# R9 390 Nitro 2 Monate nach Ablauf der Garantie tot



## DerFoehn (23. September 2017)

Hallo lieber Sapphire Support und ggf. liebe Forenkollegen!

Im Juli 2015 habe ich mir meine 390 Nitro gekauft und war lang zufrieden damit. Vor etwa einem halben Jahr ging die Karte dann in den Besitz eines Freundes von mir über.
Und dieser Freund sprach mich jetzt an, dass sein PC beim Zocken plötzlich ausgegangen sei und in der Folge dieser kein Bild mehr ausgab.
Gestern war ich bei ihm und habe den Rechner durchgecheckt und ich bin zu dem Ergebnis gekommen: Die Karte ist komplett tot.
Es rührt sich kein einziger Lüfter und auch die LED am Bios-Knopf bleibt dunkel.

Jetzt ist das große Dilemma: Die Garantie ist erst seit 2 Monaten abgelaufen und mein Kollege steht nun ohne Grafikkarte da und als Schüler auch ohne Geld für eine neue.
Kann man mir hier vielleicht helfen?

Vielen Dank im Voraus!

DerFoehn

Edit: In dem PC wurde mit der iGPU und einer zweiten PCIe-Grafikkarte gegen getestet. Die R9 390 konnte so als alleiniger Übeltäter ausgemacht werden.


----------



## Schwarzseher (23. September 2017)

Teste die Karte doch mal gegebenenfalls bei dir wenn möglich.Dann hast du ja Gewissheit das sie wirklich gestorben ist.


----------



## DerFoehn (23. September 2017)

Der PC meines Freundes funktioniert mit der iGPU und mit einer anderen Grafikkarte ohne Probleme. Sprich, die Sapphire ist tatsächlich der Übeltäter.


----------



## Schwarzseher (23. September 2017)

Ok.Das stand dort nicht im 1 #
Vielleicht tut es ja eine gebrauchte Karte.
Wenn die Garantie abgelaufen ist würde ich mir da aber nicht allzuviel Hoffnung machen.Da musst du dich dann mit dem Sapphire  Support auseinandersetzen.


----------



## DerFoehn (23. September 2017)

Ja, du hast Recht, hätte aus dem ersten post besser ersichtlich sein müssen.

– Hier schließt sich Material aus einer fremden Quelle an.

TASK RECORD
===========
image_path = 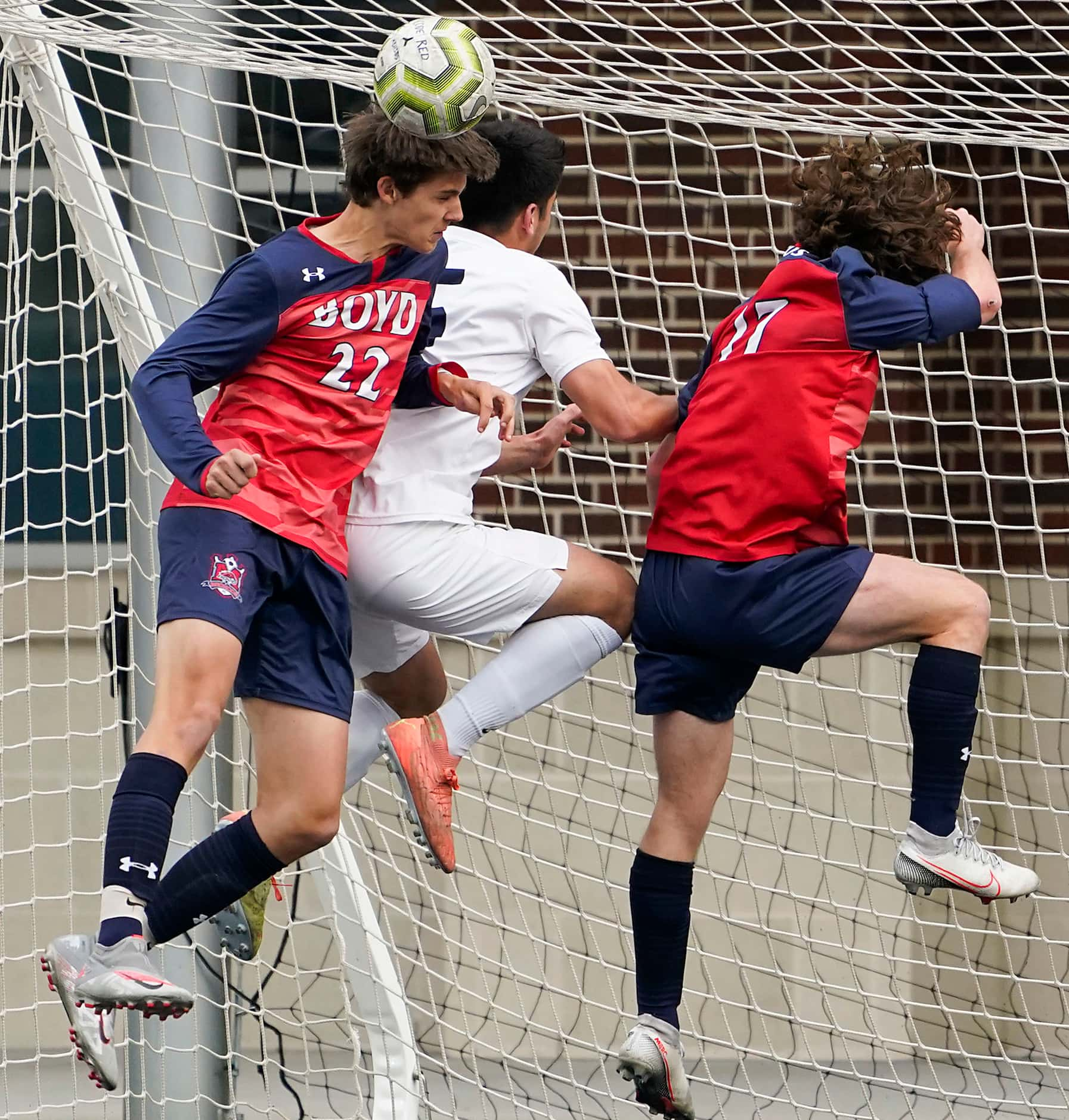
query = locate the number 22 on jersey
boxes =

Genau deshalb hatte ich hier in den Support Bereich geschrieben. Bei knapp 2 Monaten abgelaufener Garantie würde ich mir Kulanz seitens Sapphire wünschen,
vielleicht besteht ja noch Hoffnung.


----------



## Schwarzseher (23. September 2017)

Naja versuchen kann man`s ja mal.
Ansonsten eben nach einer gebrauchten umschauen.
Sapphire NITRO Radeon R9 390 (8192 MB) (11244-01-20G) Grafikkarte 4895106277359 | eBay
Kannst ihm ja Kredit geben unter Freunden oder du kaufst dir halt wieder eine neue


----------



## DerFoehn (23. September 2017)

Ich bin zur Zeit ganz gut versorgt mit einer RX480 
Ich denke der Kollege wird sich dann erstmal mit der Intel HD begnügen müssen, bis eine Lösung gefunden ist... Ansonsten ist ja Weihnachten nicht mehr lange hin. 
Jedenfalls hat man das Gefühl, wenn man ind die Supermärkte schaut.


----------



## Xornado (28. September 2017)

Guten Abend, 

google hat mich hierhergeführt und ich dachte mir ich erstelle mir einen Account um euch wissen zu lassen das meine R9 390 sich heute ebenfalls verabschieded hat und das "zufällig" 2 Monate nach Ablauf der Garantie.  
Auf dem Bildschirm ist ein weißer Streifen auf der linken Seite zu sehen, sobald "Windows wird gestartet" anezeigt wird sieht man danach kein "Wilkommen" mehr, stattdessen erscheinen nur noch weiße Kreise und das System stürtzt ab.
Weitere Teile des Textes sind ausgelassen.